With the end of the holidays and start of the new year, I didn’t have a whole lot of time to keep up with stuff this week as I usually do. But here’s a few things worth sharing.
Kickstarted by one of my goals for the year, I started reading two books. First, on a strong recommendation, I’m reading Everything I Never Told You by Celeste Ng. It’s good! Still early so not much more to say.
I’m trying to always have a novel and a non-fiction book going at the same time this year, so I also started reading Masha Gessen’s The Future is History about the transition from the collapse of the Soviet Union to modern day Russia. I picked it up because I realized I know so little about that subject, and it’s just as chilling and fascinating as I hoped. It’s written like a novel, following the lives of several different people from across Russian society.

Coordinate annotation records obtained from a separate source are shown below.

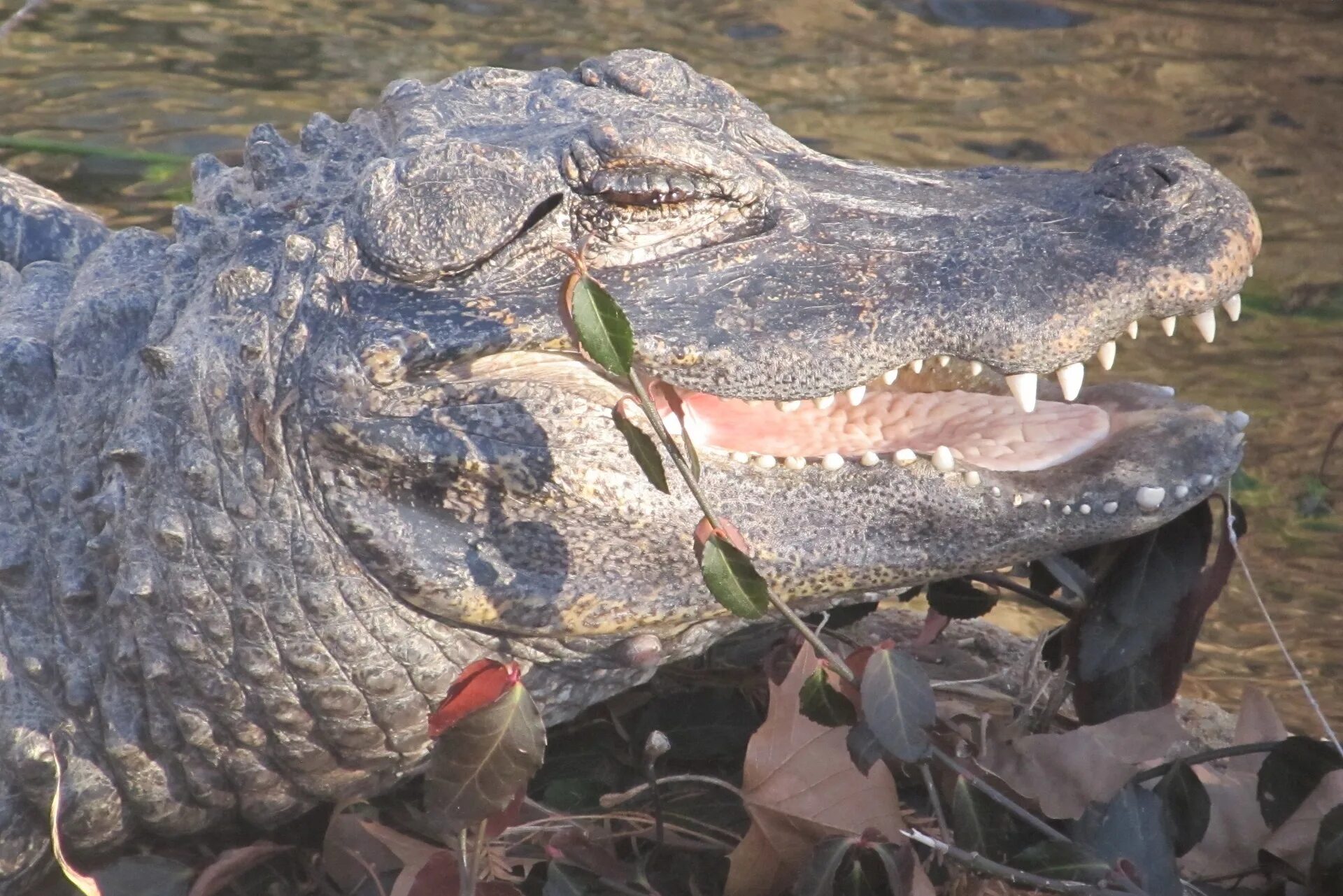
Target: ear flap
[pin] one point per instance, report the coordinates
(445, 208)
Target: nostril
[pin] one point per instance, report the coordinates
(1169, 176)
(1138, 183)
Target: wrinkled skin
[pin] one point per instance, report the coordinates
(268, 484)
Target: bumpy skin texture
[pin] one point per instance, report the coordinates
(267, 485)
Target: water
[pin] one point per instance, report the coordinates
(1255, 87)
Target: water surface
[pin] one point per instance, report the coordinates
(1255, 87)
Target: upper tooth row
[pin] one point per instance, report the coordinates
(1024, 386)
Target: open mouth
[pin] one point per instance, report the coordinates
(955, 414)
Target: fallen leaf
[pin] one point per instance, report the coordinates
(1065, 773)
(1293, 841)
(232, 864)
(800, 788)
(478, 685)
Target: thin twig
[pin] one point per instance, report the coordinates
(1272, 626)
(20, 14)
(937, 801)
(1200, 758)
(616, 799)
(1030, 594)
(994, 869)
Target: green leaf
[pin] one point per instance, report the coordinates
(1188, 806)
(602, 327)
(480, 763)
(732, 579)
(1290, 773)
(818, 875)
(644, 449)
(825, 706)
(959, 599)
(1061, 860)
(1326, 878)
(899, 704)
(983, 827)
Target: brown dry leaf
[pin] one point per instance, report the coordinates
(801, 786)
(1293, 841)
(355, 849)
(233, 862)
(1067, 771)
(1236, 828)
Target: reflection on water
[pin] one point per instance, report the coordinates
(1255, 87)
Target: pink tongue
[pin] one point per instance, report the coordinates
(988, 432)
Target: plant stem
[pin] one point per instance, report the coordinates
(71, 148)
(678, 458)
(1210, 755)
(1000, 581)
(994, 869)
(467, 883)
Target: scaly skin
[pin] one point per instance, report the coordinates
(267, 485)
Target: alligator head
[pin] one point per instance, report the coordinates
(867, 356)
(267, 487)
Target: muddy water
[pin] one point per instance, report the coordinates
(1256, 87)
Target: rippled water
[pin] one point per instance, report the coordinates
(1256, 87)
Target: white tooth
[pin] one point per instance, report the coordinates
(1150, 497)
(1071, 381)
(1024, 387)
(1207, 324)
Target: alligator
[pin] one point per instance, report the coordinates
(270, 481)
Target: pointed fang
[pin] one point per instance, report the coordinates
(1071, 381)
(1207, 324)
(1106, 355)
(1024, 388)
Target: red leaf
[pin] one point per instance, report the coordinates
(480, 684)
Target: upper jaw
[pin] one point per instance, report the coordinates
(1025, 271)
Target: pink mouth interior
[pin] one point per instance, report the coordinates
(988, 432)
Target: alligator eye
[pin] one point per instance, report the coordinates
(646, 198)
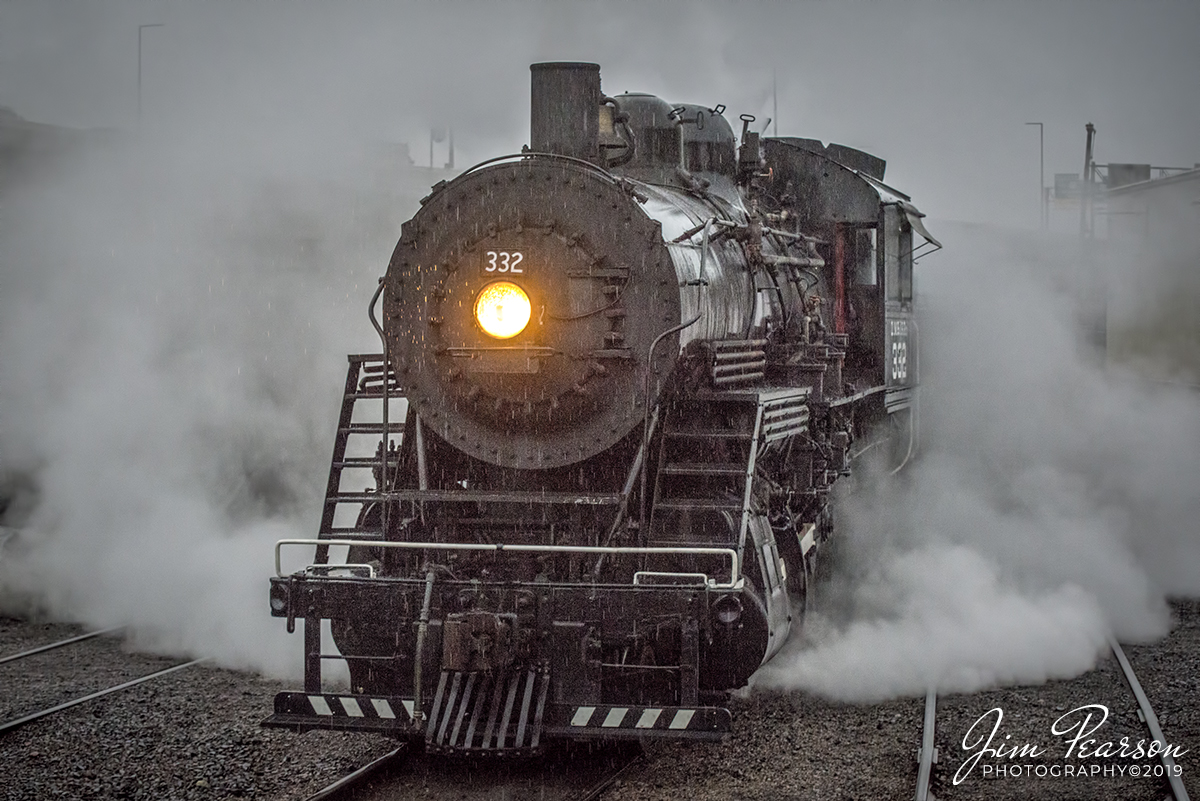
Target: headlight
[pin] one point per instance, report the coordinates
(503, 309)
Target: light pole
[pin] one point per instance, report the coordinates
(1042, 176)
(141, 28)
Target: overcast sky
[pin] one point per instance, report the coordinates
(941, 90)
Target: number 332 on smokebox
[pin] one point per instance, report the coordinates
(505, 262)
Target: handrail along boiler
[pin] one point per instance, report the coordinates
(636, 357)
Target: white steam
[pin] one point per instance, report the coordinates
(173, 332)
(1055, 501)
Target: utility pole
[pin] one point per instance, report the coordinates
(1086, 226)
(774, 101)
(1044, 208)
(141, 28)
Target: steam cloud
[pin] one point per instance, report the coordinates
(1055, 501)
(167, 380)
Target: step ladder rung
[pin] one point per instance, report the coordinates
(726, 435)
(703, 469)
(700, 504)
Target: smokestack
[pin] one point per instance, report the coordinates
(564, 114)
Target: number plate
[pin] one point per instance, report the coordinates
(503, 263)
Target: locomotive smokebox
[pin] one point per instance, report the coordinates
(564, 115)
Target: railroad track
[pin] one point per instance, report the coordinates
(17, 722)
(564, 776)
(928, 754)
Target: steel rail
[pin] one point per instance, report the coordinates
(1151, 720)
(360, 775)
(29, 718)
(13, 657)
(603, 784)
(928, 751)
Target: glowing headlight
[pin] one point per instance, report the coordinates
(503, 309)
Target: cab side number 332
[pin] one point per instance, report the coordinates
(503, 262)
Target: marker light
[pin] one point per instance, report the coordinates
(503, 309)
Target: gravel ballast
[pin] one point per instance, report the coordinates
(195, 734)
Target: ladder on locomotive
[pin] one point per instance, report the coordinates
(364, 381)
(708, 456)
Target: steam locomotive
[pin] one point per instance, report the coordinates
(621, 373)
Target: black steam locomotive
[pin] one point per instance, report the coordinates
(621, 372)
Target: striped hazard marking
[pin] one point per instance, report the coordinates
(358, 706)
(670, 718)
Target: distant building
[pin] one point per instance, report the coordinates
(1153, 239)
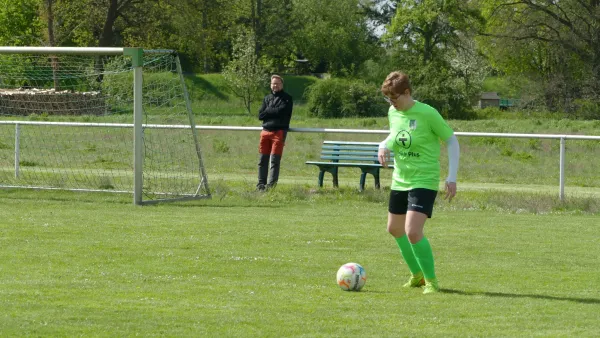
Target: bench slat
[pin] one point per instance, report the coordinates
(345, 164)
(351, 143)
(350, 158)
(351, 153)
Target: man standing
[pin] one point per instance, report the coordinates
(275, 114)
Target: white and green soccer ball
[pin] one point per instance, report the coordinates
(351, 277)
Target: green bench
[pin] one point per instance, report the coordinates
(338, 154)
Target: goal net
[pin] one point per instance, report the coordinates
(98, 119)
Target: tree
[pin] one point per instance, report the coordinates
(428, 27)
(334, 36)
(20, 24)
(243, 73)
(559, 41)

In non-book reading, I loved this interview with Ron Funches in Vulture about how good Kenan Thompson is on SNL. I used to be a big Kenan skeptic, but I’ve really come around to recognizing his talents and contributions to the show. He’s rarely the funniest person on the show, but like the article says, he’s just so damn consistent.
Max Read on how much of the internet is fake was a pretty startling run down of the massive house of major internet industries are.
And this investigation into glitter is as weird and wonderful as everyone says.
Watching and listening
Via the Kenan article, I stumbled upon the podcast Good One, which features deep dive interviews with comedians on a single joke or character. So far I’ve listened to Vanessa Bayer on her bar mitzvah boy character, and David Cross on his squagles joke. I could listen to these sorts of dissections of the formal composition of comedy for hours, and I intend to.
TV-wise, my girlfriend and I are watching The Wire from the top since she’s never seen it. It’s been several years for me, and I can never remember details for shows, so it’s a real treat all over again.
This was my first week with a sous-vide machine, so it’s been fun taking that for a spin. So far I’ve just used it for some chicken breasts for salads for the week, and pork chops one night. Between the convenience and how good the food comes out, I definitely get why people swear by these things.